Father Shanley's superiors were also unaware that he and another Boston priest, the Rev. John J. White, owned a motel in Palm Springs, the Cabana Club Resort, that catered exclusively to gays. They sold the motel in 1997. Father White was the sole owner of another gay-themed motel, the Whispering Palms, which he sold in 1994.

Bishop Phillip Straling, who headed the San Bernardino Diocese in the early 1990's and is now the bishop of the diocese in Reno, Nev., said through a spokesman that Father Shanley had not been given a formal assignment in San Bernardino and had had "minimal responsibilities."

"If someone was sick or on vacation, he'd cover for them," said the spokesman, Brother Matthew Cunningham.

Father Lincoln said church officials here investigated Father Shanley after it became clear he had a history of sexual abuse to see whether he had had contact with children in San Bernardino. He celebrated Mass at St. Anne on an occasional basis and conducted one heavily supervised field trip, Father Lincoln said.

Father Shanley, 70, is apparently living in San Diego but has not come forward to comment on the accusations in Boston, where officials received the first of at least 26 complaints about him in 1967. At least two men have recently said they were abused by him.

The case of Father Ramos concerns an incident in 1992 at St. Rita's Catholic School in Indianapolis. The principal had asked him to look into who had set off stink bombs in a classroom. Father Ramos questioned a dozen seventh- and eighth-grade boys, and in the process he is said to have strip-searched some of the boys and fondled at least one.

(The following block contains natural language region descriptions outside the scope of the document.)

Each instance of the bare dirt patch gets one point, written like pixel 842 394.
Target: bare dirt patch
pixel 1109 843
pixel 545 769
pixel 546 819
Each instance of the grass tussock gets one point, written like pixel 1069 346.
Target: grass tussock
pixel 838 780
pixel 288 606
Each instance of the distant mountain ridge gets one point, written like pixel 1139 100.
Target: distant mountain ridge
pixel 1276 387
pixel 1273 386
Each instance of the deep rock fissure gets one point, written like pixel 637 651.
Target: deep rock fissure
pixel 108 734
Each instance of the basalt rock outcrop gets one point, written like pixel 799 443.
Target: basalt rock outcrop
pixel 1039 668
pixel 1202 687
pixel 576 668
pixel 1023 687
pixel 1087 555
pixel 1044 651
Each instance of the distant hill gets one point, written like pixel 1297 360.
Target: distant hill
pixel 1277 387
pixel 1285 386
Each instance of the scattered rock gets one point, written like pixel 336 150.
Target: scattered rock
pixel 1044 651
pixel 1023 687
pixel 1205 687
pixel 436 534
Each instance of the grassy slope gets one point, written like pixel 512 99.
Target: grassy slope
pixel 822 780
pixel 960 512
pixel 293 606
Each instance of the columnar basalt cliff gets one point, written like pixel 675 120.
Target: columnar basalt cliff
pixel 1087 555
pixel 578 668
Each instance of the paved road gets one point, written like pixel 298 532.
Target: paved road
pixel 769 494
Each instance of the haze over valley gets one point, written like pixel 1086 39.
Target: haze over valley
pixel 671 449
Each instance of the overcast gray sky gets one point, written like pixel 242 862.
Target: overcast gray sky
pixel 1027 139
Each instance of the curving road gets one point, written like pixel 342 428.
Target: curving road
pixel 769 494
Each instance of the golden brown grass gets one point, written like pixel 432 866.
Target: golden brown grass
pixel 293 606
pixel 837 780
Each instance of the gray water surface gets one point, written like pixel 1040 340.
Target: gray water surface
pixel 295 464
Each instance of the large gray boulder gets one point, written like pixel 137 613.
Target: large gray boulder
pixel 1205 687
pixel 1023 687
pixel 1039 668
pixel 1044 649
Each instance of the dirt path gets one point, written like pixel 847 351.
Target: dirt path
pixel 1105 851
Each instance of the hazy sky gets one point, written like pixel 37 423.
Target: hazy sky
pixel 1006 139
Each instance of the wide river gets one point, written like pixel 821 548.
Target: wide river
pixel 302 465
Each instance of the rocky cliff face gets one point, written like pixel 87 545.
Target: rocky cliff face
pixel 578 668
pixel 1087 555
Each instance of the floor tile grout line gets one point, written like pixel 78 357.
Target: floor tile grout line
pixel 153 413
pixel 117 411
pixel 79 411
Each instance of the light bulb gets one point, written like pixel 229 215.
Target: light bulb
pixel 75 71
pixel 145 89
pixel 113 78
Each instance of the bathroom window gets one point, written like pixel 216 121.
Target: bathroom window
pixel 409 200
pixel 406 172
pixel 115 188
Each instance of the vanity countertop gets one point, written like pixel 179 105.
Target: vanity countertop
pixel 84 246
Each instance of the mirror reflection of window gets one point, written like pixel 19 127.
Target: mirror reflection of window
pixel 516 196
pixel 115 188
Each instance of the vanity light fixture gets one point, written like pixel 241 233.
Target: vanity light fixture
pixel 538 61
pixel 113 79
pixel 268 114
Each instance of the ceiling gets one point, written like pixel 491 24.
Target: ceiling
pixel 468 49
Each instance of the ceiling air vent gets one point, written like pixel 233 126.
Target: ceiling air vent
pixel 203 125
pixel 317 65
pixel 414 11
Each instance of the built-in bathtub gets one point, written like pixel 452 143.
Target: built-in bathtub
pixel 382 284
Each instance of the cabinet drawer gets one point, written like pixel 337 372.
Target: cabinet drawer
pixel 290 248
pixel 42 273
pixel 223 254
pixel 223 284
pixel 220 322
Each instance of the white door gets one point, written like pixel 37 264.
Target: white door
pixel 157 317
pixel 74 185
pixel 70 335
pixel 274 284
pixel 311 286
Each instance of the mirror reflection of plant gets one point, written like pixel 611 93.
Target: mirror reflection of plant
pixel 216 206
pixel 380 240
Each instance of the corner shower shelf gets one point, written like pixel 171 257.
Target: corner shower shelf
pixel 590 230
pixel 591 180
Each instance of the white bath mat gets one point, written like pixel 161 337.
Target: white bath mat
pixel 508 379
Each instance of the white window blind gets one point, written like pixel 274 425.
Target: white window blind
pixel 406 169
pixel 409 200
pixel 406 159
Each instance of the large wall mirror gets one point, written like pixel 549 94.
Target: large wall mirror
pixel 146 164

The diocesan spokesman, Father Lincoln, said that officials at Father Ramos's order, the Society of the Divine Word, based in Illinois, had written to the diocese in 1994 to say Father Ramos had been involved in a legal matter that was reduced to a misdemeanor. In addition, he said, the order described Father Ramos as being of good moral character and said there were no matters that would preclude him from effectively serving the diocese.

Father Lincoln said that, given such an evaluation, the diocese saw no need to look into the misdemeanor. But he would have liked more details concerning the events in 1992 in Indianapolis, he said.

In light of the two cases, Father Lincoln went on, the diocese is reviewing the files of about 400 active and retired priests and has begun taking fingerprints and conducting criminal background checks of priests.

"We are trying to vigilantly avoid any mistakes of the past," Father Lincoln said. "We're trying to refine and develop as airtight a process as possible."